Many observers would say yes. These men were figures of great historical significance. We should study them, their accomplishments, their flaws, and the contexts in which they lived.
My personal opinions about all of these historical figures are mixed. But the assassination of Gandhi—like that of King, of (Robert as well as John) Kennedy, of Lincoln and of Malcolm X (not to mention Lumumba et al.)—merits remembering.
Martin Luther King and Barack Obama have regarded Gandhi as a hero. W.E.B. Du Bois made this forecast: “It may well be that real human equality and brotherhood in the United States will come only under the leadership of another Gandhi.” Nelson Mandela wrote that Gandhi’s “strategy of noncooperation…and his nonviolent resistance inspired anticolonial and antiracist movements internationally.” According to Mandela, “Though separated in time, there remains a bond between us, in our shared prison experiences, our defiance of unjust laws.”
Gandhi himself invoked these ancient prayers from the Upanishads:
“Lead me from untruth to truth, From the darkness to the light, From death to immortality.”
Where Gandhi was killed was of interest to me, and perhaps to others who are reading this.
Peace,
JHB
posted by: Threefifths on February 1, 2011 2:28pm
posted by: Josiah Brown on February 1, 2011 1:25am
Racial or ethnic prejudice is, unfortunately, a nearly universal problem. Though fitfully easing, it remains pernicious.
And as a person of color,I must point this out to my people.
Was Thomas Jefferson, principal author of the Declaration of Independence, a slave-holding hypocrite?
Yes he was.They is not good thing as a good slave master.
Was Abraham Lincoln bigoted, despite evolution in his views and all he did to preserve the U.S. and counter slavery?
You need to read the true history on Abraham Lincoln.You may think he cared,But he did Not.
Forced Into Glory: Abraham Lincoln’s White Dream
Lerone Bennett, Jr. (1999, 2007)
http://deuceofclubs.com/books/266lerone.htm
Many observers would say yes.
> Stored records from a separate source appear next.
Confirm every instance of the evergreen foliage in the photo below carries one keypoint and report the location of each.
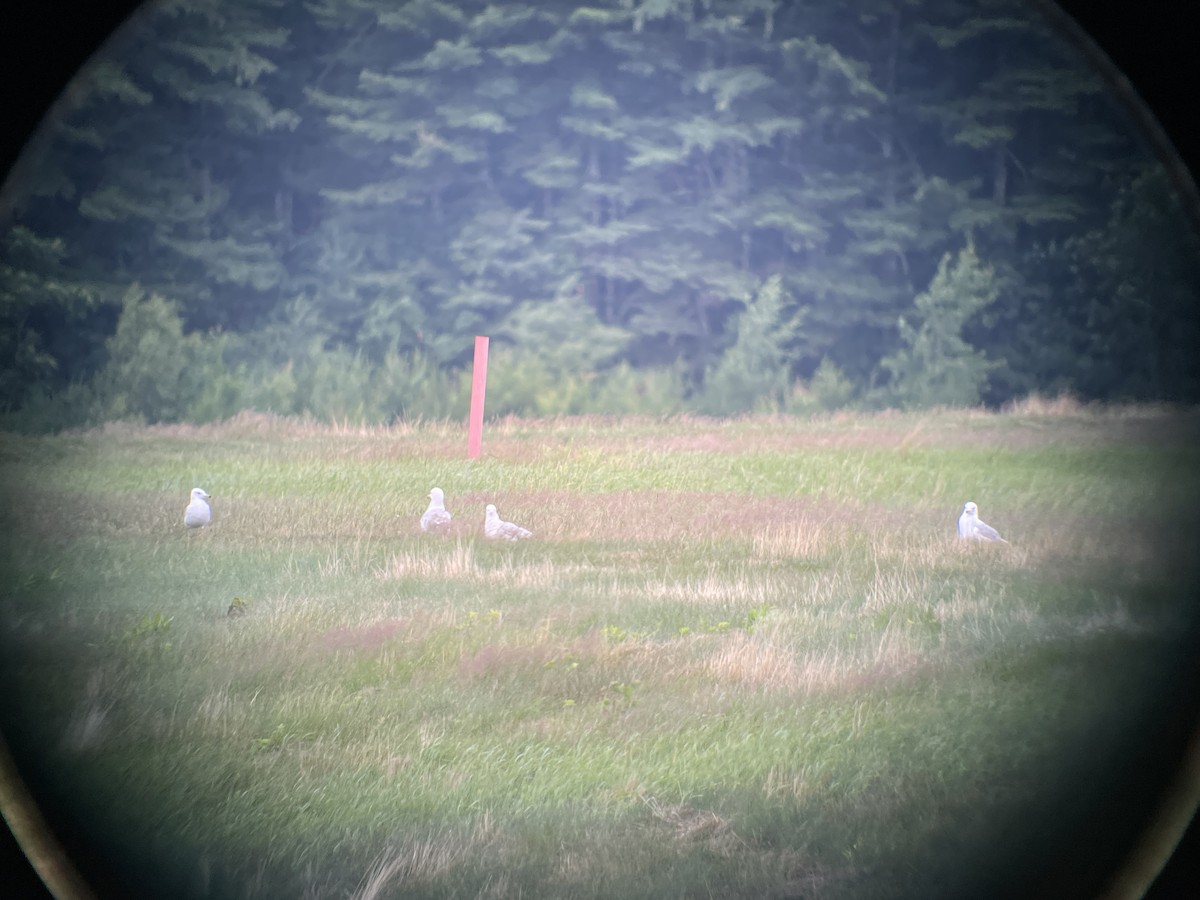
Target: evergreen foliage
(753, 375)
(935, 365)
(347, 191)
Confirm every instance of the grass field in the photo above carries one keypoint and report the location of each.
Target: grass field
(738, 658)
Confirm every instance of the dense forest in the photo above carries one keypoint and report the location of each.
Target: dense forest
(649, 205)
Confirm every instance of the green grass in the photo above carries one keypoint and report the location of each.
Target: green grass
(738, 659)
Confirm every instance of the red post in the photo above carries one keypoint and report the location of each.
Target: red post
(478, 389)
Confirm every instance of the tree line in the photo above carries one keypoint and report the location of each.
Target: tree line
(648, 204)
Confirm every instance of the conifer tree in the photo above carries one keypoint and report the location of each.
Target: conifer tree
(935, 365)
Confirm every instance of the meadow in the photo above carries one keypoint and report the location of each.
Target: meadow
(742, 658)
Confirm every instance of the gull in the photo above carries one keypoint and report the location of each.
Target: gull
(498, 529)
(971, 526)
(198, 513)
(437, 516)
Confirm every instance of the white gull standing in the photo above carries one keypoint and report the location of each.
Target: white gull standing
(975, 528)
(198, 513)
(437, 516)
(498, 529)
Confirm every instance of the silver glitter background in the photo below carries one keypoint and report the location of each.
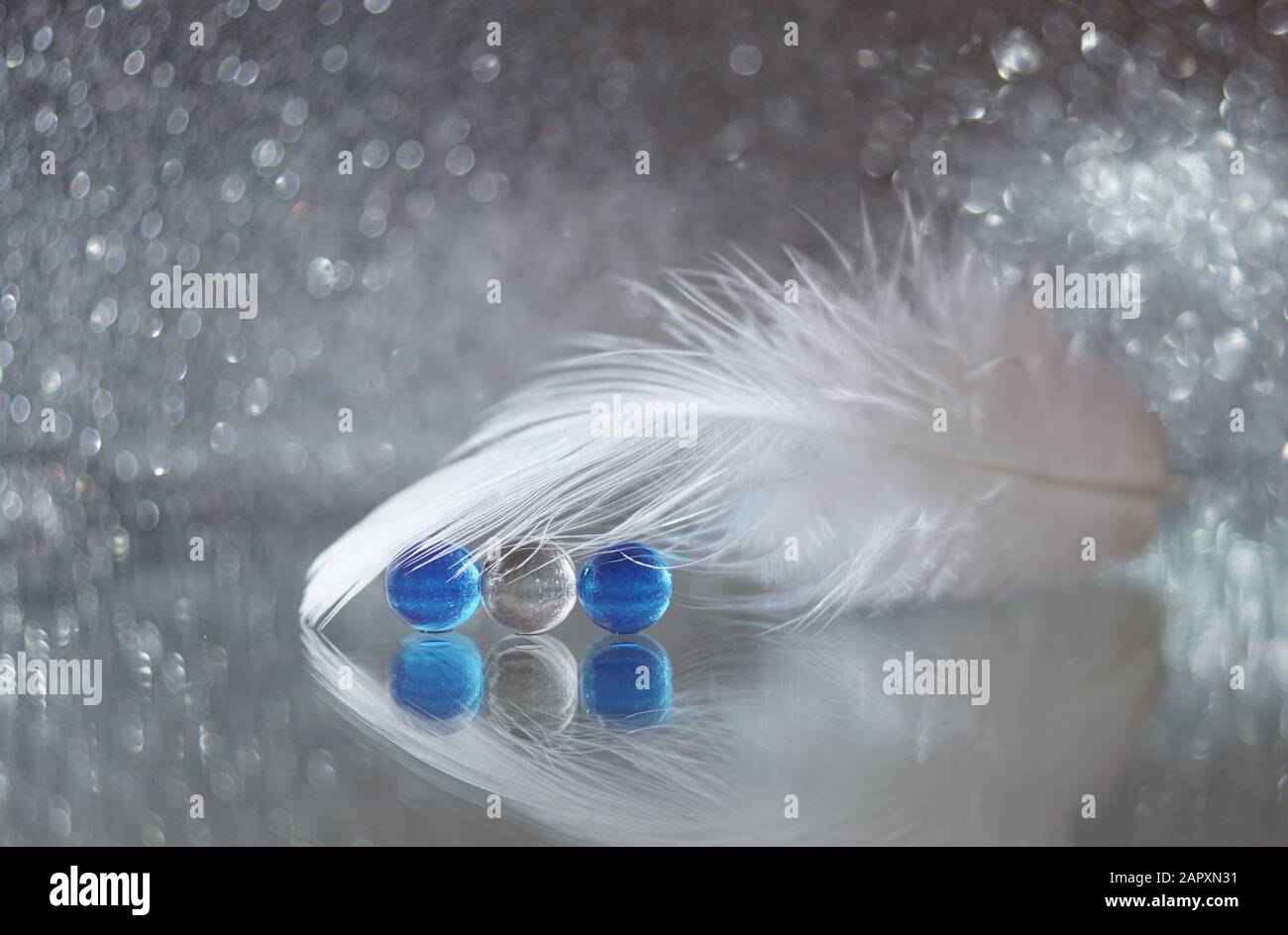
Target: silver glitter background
(516, 162)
These men were figures of great historical significance. We should study them, their accomplishments, their flaws, and the contexts in which they lived
Many other observers would say Hell no.
Martin Luther King and Barack Obama have regarded Gandhi as a hero. W.E.B. Du Bois made this forecast: “It may well be that real human equality and brotherhood in the United States will come only under the leadership of another Gandhi.” Nelson Mandela wrote that Gandhi’s “strategy of noncooperation…and his nonviolent resistance inspired anticolonial and antiracist movements internationally.” According to Mandela, “Though separated in time, there remains a bond between us, in our shared prison experiences, our defiance of unjust laws.”
And Dr king right now would march on President Barack Obama for these two wars.Also President Barack Obama Has also regarded the Union Buster Ronald Reagan a hero.
The first need of a free people is to define their own terms.